Regardless of the size of the movement, “Tomorrow Needs You” has immense value.

“Tomorrow Needs You’ movement is a great way for people to help out with mental health who need it, and it shows that everyone belongs somewhere. I hope it has helped out people who have not been in the right mindset, and even if has not helped anyone yet, hopefully, it helps at least one person because if it does that means the bracelets worked. I have seen so many people passing out the bracelets, being there for people, and just being willing to help spread awareness,” sophomore Josh Carroll said.

Many people know someone who was lost to suicide or someone struggling with suicidal thoughts.

“I think suicide prevention is super important because we all either are that person that is suicidal or know that person that is suicidal, and I know that I would be absolutely broken if one of my friends was the next to give their life to suicide. I have learned these past couple months that more than anything people just need to know that someone is there for them, someone loves them, and even that much can save their lives,” Young said.

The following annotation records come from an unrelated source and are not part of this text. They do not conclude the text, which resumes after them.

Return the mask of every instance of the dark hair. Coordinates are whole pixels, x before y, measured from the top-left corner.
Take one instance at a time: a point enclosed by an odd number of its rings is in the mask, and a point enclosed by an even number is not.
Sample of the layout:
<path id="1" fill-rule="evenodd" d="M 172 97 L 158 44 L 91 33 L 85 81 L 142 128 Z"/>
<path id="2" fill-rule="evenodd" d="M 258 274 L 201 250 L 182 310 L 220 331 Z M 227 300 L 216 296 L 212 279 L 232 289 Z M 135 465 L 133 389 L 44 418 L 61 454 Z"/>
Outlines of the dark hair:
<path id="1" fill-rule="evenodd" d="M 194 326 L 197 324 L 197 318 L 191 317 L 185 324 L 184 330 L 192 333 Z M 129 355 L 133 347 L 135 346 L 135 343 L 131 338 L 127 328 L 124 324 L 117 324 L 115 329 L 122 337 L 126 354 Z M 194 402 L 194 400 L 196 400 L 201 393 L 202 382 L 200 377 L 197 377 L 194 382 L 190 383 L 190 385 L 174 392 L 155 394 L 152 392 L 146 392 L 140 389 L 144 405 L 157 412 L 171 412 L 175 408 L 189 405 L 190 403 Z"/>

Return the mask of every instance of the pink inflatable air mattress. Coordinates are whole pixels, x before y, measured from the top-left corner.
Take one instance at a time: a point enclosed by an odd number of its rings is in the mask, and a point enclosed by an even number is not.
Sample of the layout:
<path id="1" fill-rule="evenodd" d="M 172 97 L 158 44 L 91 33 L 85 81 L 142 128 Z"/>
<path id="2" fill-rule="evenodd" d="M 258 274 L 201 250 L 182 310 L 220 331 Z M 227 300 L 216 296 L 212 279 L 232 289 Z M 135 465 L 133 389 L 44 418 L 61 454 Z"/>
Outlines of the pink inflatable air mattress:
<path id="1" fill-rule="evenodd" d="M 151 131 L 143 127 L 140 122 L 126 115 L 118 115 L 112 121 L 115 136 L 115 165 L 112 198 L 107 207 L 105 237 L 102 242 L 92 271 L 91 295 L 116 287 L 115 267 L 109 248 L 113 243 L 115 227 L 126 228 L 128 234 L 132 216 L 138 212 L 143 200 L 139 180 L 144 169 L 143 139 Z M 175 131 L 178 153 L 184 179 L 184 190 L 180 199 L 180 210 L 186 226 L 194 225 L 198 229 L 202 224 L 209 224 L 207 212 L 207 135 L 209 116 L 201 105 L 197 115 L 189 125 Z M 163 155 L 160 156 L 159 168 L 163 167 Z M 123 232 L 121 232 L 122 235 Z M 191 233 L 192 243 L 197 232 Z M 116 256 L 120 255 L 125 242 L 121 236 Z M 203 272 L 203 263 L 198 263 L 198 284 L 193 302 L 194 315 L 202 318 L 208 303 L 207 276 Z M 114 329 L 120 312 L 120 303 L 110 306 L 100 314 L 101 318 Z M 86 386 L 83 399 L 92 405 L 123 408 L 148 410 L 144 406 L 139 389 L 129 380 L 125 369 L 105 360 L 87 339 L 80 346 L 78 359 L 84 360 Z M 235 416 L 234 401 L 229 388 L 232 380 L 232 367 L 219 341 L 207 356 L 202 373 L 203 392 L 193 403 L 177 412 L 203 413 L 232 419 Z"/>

Sometimes behind the happiest smiles are the most broken of people.

“I always check up on people. Even if they seem like the happiest person in the world, I check up on them. I make sure people are doing okay; if they are not, I will take every step I need to help them. Helping students with mental health can be as little as asking ‘How are you?’ constantly to being there for them even when they do not need you. Sometimes by staying in someone’s life, it will save them and you do not even know it,” Davis said.

Bringing about suicide prevention awareness is imperative to be a year-round matter, as those struggling with mental health do not struggle only during the month of September. By taking action past September and continuing to show support to others, change can be on the horizon.

“We plan to bring suicide prevention past September by continuing to pass out the bracelets and wear them to remind people how loved they are. We plan to continue talking about the seriousness of suicide. I have seen a big impact on students lives from even students not from Community Church of Greenwood passing them out to their friends and wearing them to even posting on their Instagrams about how much tomorrow needs them,” Chatham said.